The Advocate General has given a preliminary opinion in the case of USDAW & Wilson v Woolworths and others (“the Woolworths case”) on the question of whether there is a requirement to aggregate the number of employees across different locations to meet the thresholds for collective consultation obligations (in England and Wales, of 20 employees in a 90-day period).

Advocate General Wahl found that the meaning of “establishment”, for the purposes of calculating whether the threshold has been met, did not necessarily mean all affected locations owned by the employer. Instead, the Advocate General stated that an “establishment” is effectively a “local employment unit” which it is for a national court to determine.

Background

In England and Wales, collective consultation obligations arise where 20 or more dismissals are proposed at one “establishment” within a 90-day period (as set out in the Trade Union and Labour Relations (Consolidation) Act 1992 (“TULRCA”)).

The well-known Woolworths case relates to claims by former employees of the now insolvent retail group, that they should have been entitled to protective awards for failure to comply with collective consultation obligations. The approach taken by Woolworths was to consider whether there were 20 or more employees at one location and, if not, to take the view that collective consultation obligations did not apply.

The Employment Tribunal agreed that each store should be considered as a separate “establishment”. On appeal, the Employment Appeal Tribunal held that the provisions of TULRCA were incompatible with the European Directive from which they were derived. The reason for this is that the Directive does not refer to the need for employees to be based “at one establishment”.

The EAT therefore stated that the words “at one establishment” should be disregarded, meaning that the threshold of 20 employees may be met by calculating the number of dismissals for one employer across all locations. This could have a huge impact, particularly on larger businesses with a number of sites across the country, and could make collective consultation processes far more frequent.

The matter was appealed to the European Court of Justice (“ECJ”) to decide the point.

Questions asked to the ECJ

  • When calculating whether 20 or more employees are at risk of dismissal, does this relate to the number of employees in one establishment or across locations?
  • What is the meaning of an “establishment”?
  • Should the Directive be seen as having “direct effect”, i.e., be able to be relied on even if it was not properly put in place by the member state?
  • Would the member state be liable in circumstances where the employer was insolvent and could not satisfy the claim?

Advocate General’s position

Prior to the matter being considered by the ECJ, Advocate General Wahl set out his view on the case. Two other cases were linked with the Woolworths case and they were considered together.
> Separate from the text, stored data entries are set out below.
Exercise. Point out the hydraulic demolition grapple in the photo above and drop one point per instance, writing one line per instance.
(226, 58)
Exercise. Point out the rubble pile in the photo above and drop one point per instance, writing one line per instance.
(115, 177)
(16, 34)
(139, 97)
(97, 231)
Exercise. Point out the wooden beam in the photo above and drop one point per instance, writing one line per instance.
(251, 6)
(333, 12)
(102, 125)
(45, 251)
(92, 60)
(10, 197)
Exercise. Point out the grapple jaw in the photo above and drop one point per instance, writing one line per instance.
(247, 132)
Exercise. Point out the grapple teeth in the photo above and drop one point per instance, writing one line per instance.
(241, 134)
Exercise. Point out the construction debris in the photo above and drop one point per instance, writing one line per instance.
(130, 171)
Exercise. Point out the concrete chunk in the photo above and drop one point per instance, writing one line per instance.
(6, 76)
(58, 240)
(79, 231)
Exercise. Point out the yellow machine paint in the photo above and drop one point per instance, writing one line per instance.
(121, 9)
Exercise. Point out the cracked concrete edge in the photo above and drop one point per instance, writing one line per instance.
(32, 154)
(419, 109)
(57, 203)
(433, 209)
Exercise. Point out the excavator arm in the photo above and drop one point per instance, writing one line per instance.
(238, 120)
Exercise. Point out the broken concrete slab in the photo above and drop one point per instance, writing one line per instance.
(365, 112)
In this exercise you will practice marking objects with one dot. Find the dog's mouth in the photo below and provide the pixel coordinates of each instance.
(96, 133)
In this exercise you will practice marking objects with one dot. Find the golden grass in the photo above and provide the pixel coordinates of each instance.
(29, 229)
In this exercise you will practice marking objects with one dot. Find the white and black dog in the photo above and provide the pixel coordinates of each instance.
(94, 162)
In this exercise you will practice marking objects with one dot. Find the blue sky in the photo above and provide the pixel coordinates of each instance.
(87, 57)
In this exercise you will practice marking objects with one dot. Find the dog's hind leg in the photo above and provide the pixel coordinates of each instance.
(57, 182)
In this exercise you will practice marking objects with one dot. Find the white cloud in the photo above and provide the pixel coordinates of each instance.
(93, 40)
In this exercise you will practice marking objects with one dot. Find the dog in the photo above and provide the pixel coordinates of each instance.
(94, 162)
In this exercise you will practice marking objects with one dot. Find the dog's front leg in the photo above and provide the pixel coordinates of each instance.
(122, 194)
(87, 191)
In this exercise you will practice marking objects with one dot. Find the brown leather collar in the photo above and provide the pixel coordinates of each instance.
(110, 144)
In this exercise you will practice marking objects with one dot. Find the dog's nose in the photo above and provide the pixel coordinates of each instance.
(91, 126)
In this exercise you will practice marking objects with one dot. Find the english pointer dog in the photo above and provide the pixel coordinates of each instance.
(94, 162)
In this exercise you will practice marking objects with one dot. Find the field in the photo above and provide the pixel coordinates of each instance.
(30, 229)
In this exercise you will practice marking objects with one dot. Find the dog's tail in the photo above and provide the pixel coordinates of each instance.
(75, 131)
On the question of whether proposed dismissals across location must be aggregated, he considered that the Directive did not confirm the position either way, and confirmed that it is for the member states to make a choice.

He stated that the meaning of “establishment” was a “local employment unit”. In the decision, the Advocate General referred to the importance of having protection in place where a large number of dismissals are to be made in the same local area (given the impact this would have on the local community and the limited jobs available in one location). This suggests that there should be some geographical limitation when assessing an establishment. The Advocate General also stated that a local employment unit could be determined by member states, and would be on the facts of each case.

The Advocate General declined to give an opinion on the questions relating to direct effect and liability of member states.

What does this mean for employers?

While it is not certain that the ECJ will follow the Advocate General’s opinion, this is usually the case.

A number of questions remain unanswered, but the good news for employers is that the decision suggests that when calculating the number of proposed dismissals, an “establishment” should relate to employees within the same general locality, even if this is not limited to one office or location.

When thinking about whether the collective consultation obligations should apply, employers should look at whether employees are located in such a way that they could be considered to be a “local employment unit”. Existing case law suggests that there should be a distinct entity in place with a degree of permanence and stability which has a structure in place to enable it to fulfill certain tasks (for example, a number of sites controlled by a regional management structure might be regarded as a “local employment unit”). It will be a question of fact whether employees across locations should be aggregated when assessing whether the 20-employee threshold is met.